At times, Israelis may feel isolated in the world. They face increased condemnation at the UN. They see Jews around the world who criticize Israel or who actually protest against Israel. They may feel that people have forgotten the reasons how and why the State of Israel was created or why the land of Israel commands such a deep and personal connection for the Jews. They know that people don’t always understand the complexities of the political situation. What they see instead is growing anti-Semitism, the rise of extremism, BDS on college campuses and increased threats on their borders. They may feel alone.
But thanks to a little known volunteer program that makes a huge impact, there is an opportunity to show Israelis that they are loved and supported. Volunteers for Israel (VFI) is a good example of a small program that is making a difference.
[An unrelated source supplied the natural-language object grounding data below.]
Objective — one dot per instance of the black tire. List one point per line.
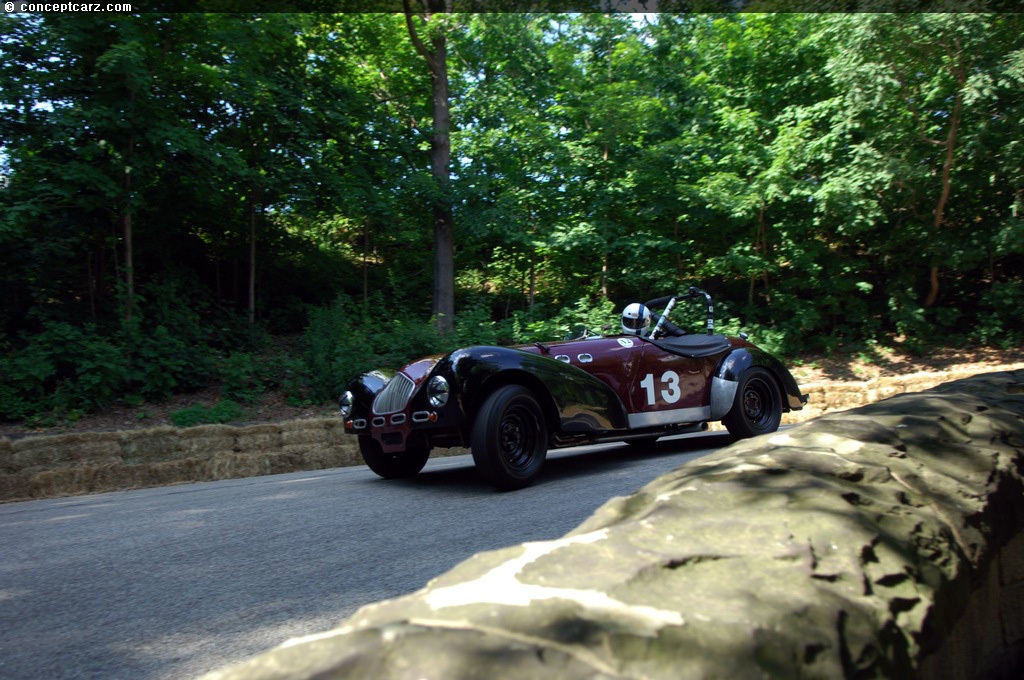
(392, 466)
(757, 408)
(642, 443)
(509, 439)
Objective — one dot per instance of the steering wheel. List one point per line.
(664, 326)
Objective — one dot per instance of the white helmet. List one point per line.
(636, 319)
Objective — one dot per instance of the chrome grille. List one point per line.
(394, 396)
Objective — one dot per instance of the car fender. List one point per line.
(578, 400)
(725, 380)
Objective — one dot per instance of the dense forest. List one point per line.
(284, 200)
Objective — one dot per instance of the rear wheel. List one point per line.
(509, 439)
(757, 408)
(392, 466)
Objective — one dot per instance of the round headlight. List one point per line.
(345, 405)
(437, 391)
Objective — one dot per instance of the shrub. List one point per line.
(224, 411)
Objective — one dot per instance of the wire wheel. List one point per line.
(509, 438)
(758, 405)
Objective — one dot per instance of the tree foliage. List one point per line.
(174, 186)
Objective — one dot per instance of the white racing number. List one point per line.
(670, 387)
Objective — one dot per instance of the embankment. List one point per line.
(94, 462)
(883, 542)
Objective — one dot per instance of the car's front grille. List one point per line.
(394, 396)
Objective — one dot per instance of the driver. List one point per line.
(636, 320)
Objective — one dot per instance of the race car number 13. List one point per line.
(670, 387)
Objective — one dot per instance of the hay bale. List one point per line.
(206, 440)
(13, 487)
(67, 450)
(6, 457)
(311, 432)
(151, 445)
(257, 438)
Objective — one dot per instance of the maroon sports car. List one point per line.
(511, 405)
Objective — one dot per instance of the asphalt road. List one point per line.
(178, 581)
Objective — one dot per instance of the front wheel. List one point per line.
(392, 466)
(757, 408)
(509, 439)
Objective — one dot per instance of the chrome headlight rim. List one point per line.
(345, 404)
(438, 391)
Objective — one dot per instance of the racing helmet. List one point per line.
(636, 319)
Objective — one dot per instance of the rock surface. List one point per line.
(882, 542)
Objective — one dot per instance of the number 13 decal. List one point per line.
(670, 391)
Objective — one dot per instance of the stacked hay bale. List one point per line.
(93, 462)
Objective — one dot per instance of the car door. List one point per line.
(667, 388)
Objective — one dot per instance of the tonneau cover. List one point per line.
(693, 346)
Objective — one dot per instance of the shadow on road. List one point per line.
(568, 464)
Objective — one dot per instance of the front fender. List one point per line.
(577, 400)
(725, 380)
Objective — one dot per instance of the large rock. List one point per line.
(883, 542)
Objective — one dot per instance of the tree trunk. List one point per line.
(126, 231)
(252, 260)
(960, 73)
(440, 156)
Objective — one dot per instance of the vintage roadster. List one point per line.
(511, 405)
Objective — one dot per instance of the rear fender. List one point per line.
(725, 380)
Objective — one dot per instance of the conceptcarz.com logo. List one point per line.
(67, 7)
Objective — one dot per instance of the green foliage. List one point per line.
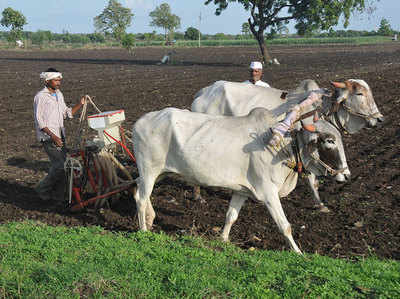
(60, 262)
(96, 37)
(40, 37)
(128, 42)
(308, 15)
(163, 17)
(114, 19)
(192, 33)
(14, 20)
(385, 28)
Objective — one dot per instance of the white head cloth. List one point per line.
(256, 65)
(46, 76)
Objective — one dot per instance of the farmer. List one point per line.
(49, 114)
(256, 74)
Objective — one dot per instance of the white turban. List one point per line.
(256, 65)
(46, 76)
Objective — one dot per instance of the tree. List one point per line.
(163, 17)
(150, 36)
(114, 19)
(192, 33)
(15, 20)
(128, 42)
(385, 28)
(308, 15)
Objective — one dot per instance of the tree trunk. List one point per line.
(263, 48)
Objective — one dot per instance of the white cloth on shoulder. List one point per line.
(46, 76)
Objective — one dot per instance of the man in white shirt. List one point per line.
(256, 74)
(49, 114)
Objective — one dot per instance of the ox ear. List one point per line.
(339, 85)
(310, 128)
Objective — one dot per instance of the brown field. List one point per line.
(365, 213)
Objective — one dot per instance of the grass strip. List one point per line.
(40, 261)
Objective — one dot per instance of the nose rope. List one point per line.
(328, 169)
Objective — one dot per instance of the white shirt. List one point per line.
(258, 83)
(50, 111)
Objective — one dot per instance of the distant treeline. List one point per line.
(44, 37)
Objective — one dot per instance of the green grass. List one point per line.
(40, 261)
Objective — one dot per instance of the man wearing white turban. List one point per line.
(50, 111)
(256, 72)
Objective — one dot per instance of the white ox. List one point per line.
(351, 109)
(229, 152)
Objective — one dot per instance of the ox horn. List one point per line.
(339, 84)
(309, 128)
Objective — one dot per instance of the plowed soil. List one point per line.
(365, 213)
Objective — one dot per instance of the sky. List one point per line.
(76, 16)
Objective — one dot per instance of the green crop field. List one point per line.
(40, 261)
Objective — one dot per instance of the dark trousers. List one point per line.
(52, 187)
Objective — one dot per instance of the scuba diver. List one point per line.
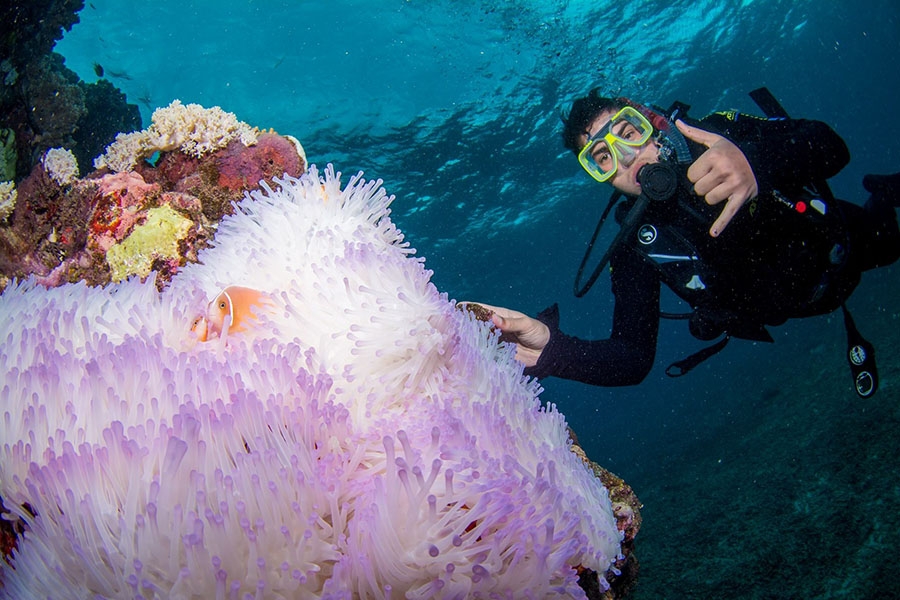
(780, 247)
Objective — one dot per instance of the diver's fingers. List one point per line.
(731, 208)
(707, 138)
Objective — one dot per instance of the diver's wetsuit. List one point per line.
(755, 274)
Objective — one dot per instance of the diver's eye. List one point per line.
(601, 156)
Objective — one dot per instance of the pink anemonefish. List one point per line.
(236, 302)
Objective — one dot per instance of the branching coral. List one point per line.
(60, 165)
(191, 129)
(362, 439)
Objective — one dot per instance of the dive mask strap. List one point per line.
(582, 290)
(686, 365)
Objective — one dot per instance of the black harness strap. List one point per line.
(686, 365)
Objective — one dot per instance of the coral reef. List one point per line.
(61, 165)
(95, 229)
(360, 437)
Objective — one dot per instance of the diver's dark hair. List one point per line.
(582, 114)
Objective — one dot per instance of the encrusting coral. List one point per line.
(361, 438)
(298, 414)
(61, 228)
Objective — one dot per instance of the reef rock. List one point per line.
(154, 211)
(298, 414)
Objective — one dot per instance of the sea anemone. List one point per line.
(359, 437)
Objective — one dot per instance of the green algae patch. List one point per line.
(157, 238)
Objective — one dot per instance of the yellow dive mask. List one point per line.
(616, 141)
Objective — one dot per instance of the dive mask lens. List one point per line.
(626, 131)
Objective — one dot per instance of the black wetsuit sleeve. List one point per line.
(784, 153)
(627, 356)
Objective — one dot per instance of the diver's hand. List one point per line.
(529, 335)
(721, 173)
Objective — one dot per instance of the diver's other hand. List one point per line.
(529, 335)
(721, 173)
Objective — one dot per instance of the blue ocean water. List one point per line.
(456, 107)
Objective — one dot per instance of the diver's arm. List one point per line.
(784, 153)
(627, 356)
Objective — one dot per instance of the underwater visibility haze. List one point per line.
(762, 474)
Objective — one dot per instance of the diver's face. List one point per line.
(625, 177)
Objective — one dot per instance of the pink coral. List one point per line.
(271, 156)
(364, 439)
(120, 204)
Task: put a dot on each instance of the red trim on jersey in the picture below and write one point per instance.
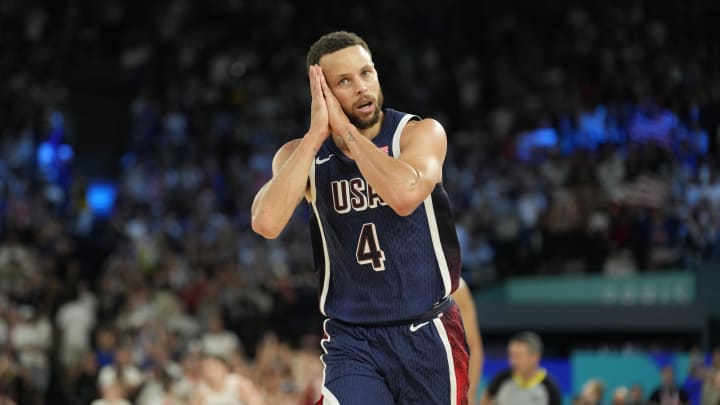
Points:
(456, 335)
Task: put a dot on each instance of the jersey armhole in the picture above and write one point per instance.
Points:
(398, 133)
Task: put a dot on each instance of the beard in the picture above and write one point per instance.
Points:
(366, 123)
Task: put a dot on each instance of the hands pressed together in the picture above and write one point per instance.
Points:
(326, 113)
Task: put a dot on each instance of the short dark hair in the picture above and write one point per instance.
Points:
(531, 339)
(332, 42)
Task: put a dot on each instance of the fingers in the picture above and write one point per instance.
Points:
(316, 90)
(323, 83)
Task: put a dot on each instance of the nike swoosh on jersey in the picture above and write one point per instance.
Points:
(319, 161)
(414, 328)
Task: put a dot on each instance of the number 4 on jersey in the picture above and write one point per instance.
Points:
(368, 251)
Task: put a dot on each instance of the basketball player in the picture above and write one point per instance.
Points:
(382, 232)
(463, 298)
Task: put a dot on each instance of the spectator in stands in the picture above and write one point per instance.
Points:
(592, 392)
(620, 396)
(525, 381)
(711, 383)
(219, 341)
(668, 393)
(221, 385)
(637, 396)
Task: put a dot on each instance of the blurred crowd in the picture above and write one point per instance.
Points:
(590, 146)
(700, 387)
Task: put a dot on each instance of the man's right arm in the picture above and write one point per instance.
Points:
(277, 199)
(275, 202)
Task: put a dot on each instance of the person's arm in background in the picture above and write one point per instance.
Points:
(276, 201)
(465, 302)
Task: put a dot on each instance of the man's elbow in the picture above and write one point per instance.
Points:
(264, 227)
(404, 204)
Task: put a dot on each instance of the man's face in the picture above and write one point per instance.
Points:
(350, 74)
(522, 360)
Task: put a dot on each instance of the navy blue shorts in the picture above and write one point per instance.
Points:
(423, 362)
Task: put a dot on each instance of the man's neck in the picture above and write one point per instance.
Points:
(369, 133)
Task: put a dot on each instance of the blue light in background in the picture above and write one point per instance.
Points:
(100, 196)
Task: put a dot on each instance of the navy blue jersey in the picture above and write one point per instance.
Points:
(374, 265)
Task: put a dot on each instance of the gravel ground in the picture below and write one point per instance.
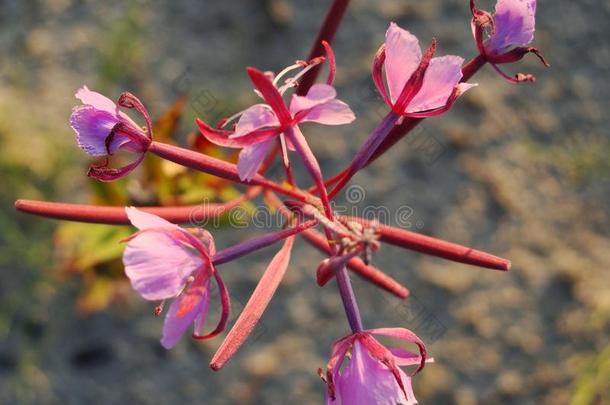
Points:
(521, 171)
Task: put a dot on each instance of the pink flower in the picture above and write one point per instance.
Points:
(164, 261)
(509, 32)
(417, 86)
(373, 374)
(102, 129)
(260, 126)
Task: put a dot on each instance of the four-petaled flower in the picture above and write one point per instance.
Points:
(417, 86)
(102, 129)
(164, 261)
(373, 374)
(509, 32)
(261, 125)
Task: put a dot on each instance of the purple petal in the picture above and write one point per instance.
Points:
(256, 117)
(158, 265)
(190, 307)
(403, 55)
(92, 127)
(515, 23)
(143, 220)
(333, 112)
(96, 100)
(317, 95)
(251, 158)
(443, 74)
(367, 381)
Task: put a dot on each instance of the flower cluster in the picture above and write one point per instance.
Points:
(166, 262)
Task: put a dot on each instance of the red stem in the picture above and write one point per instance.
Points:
(216, 167)
(117, 216)
(436, 247)
(327, 33)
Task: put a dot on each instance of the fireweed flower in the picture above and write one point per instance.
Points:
(102, 130)
(260, 125)
(504, 36)
(164, 261)
(417, 86)
(373, 374)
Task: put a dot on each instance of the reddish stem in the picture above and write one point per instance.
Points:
(327, 33)
(217, 167)
(436, 247)
(117, 216)
(369, 273)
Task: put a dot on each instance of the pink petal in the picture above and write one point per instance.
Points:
(317, 95)
(402, 56)
(92, 127)
(96, 100)
(256, 117)
(515, 23)
(366, 381)
(407, 335)
(158, 265)
(443, 74)
(251, 157)
(143, 220)
(190, 306)
(333, 112)
(255, 307)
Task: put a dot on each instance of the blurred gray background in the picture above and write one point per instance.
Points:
(521, 171)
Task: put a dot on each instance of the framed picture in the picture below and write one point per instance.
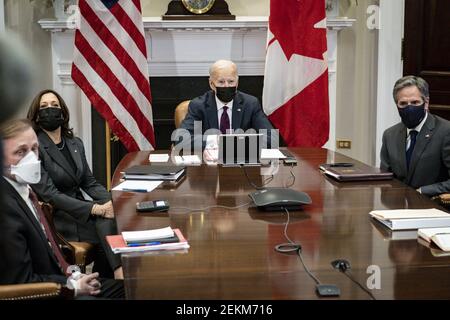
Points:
(198, 6)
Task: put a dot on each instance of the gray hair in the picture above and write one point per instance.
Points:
(220, 65)
(409, 81)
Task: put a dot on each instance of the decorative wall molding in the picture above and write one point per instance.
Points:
(185, 48)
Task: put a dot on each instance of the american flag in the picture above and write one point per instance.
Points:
(110, 66)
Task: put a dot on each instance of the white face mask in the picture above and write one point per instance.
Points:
(27, 170)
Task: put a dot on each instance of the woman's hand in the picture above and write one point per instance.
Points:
(103, 210)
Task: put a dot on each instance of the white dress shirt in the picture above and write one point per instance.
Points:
(417, 128)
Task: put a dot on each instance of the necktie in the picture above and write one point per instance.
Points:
(49, 233)
(224, 121)
(413, 136)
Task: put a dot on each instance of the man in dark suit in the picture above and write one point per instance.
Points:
(417, 150)
(223, 109)
(28, 253)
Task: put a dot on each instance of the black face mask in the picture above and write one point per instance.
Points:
(225, 94)
(412, 115)
(50, 118)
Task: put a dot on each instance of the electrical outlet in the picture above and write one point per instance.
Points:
(343, 144)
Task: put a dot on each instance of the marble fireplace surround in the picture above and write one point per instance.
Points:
(185, 48)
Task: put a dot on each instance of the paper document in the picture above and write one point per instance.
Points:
(130, 236)
(137, 185)
(271, 154)
(428, 233)
(189, 159)
(157, 157)
(409, 214)
(404, 219)
(118, 244)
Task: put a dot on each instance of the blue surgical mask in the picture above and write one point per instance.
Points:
(412, 115)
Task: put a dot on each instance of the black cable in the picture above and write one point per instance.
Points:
(266, 181)
(344, 266)
(291, 247)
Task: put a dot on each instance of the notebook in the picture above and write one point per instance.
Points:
(155, 172)
(356, 172)
(240, 149)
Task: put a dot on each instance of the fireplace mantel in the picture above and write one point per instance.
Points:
(184, 48)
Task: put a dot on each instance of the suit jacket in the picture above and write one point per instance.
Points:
(25, 253)
(246, 113)
(430, 162)
(60, 186)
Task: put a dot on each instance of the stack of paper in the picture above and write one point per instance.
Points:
(133, 244)
(137, 185)
(188, 160)
(158, 157)
(438, 236)
(155, 172)
(403, 219)
(147, 235)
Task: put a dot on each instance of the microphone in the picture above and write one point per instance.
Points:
(344, 266)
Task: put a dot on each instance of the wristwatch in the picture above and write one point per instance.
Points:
(198, 6)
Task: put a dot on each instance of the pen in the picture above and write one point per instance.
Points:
(341, 164)
(143, 244)
(134, 190)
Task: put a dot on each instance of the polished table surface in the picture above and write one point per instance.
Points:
(232, 256)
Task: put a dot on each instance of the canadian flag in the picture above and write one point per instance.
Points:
(295, 95)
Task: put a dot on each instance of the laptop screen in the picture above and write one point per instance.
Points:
(240, 149)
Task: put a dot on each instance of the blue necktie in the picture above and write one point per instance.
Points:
(413, 136)
(224, 121)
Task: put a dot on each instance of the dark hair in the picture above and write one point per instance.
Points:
(409, 81)
(33, 113)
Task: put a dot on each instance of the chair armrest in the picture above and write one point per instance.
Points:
(41, 290)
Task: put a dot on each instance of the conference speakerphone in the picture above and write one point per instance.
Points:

Through VFI, Israelis know firsthand that there are many people around the world who care about them. They see that people come from around the world – Jewish, non-Jewish, old, young, men, women – to spend a week or two or three living in rustic conditions, wearing army fatigues, eating mediocre food, working at tedious jobs, leaving their families behind and using their precious vacation time – to volunteer for VFI and work on a non-combat IDF army base. Volunteers do it because it gives them an opportunity to give back and make a difference to the Israeli people. And by doing so, they show the Israelis that they are not alone. They “stand WITH Israel, IN Israel.”
When I volunteered in July, 2016, I experienced firsthand the surprise, appreciation, even gratitude that Israelis felt for the VFI volunteers. Especially because they all served in the army, the soldiers and civilian supervisors alike enjoy positive experiences with the volunteers. They see that many volunteers are willing to work under difficult conditions and do exceptional work that frees the soldiers to do more important work.
Everyone I spoke to in Israel – friends, relatives, cab drivers, waiters alike, was very appreciative of what we were doing, and they expressed their gratitude in a typically Israeli way: They smiled and said “Kol Hakavod…we HAVE to do this, but YOU???”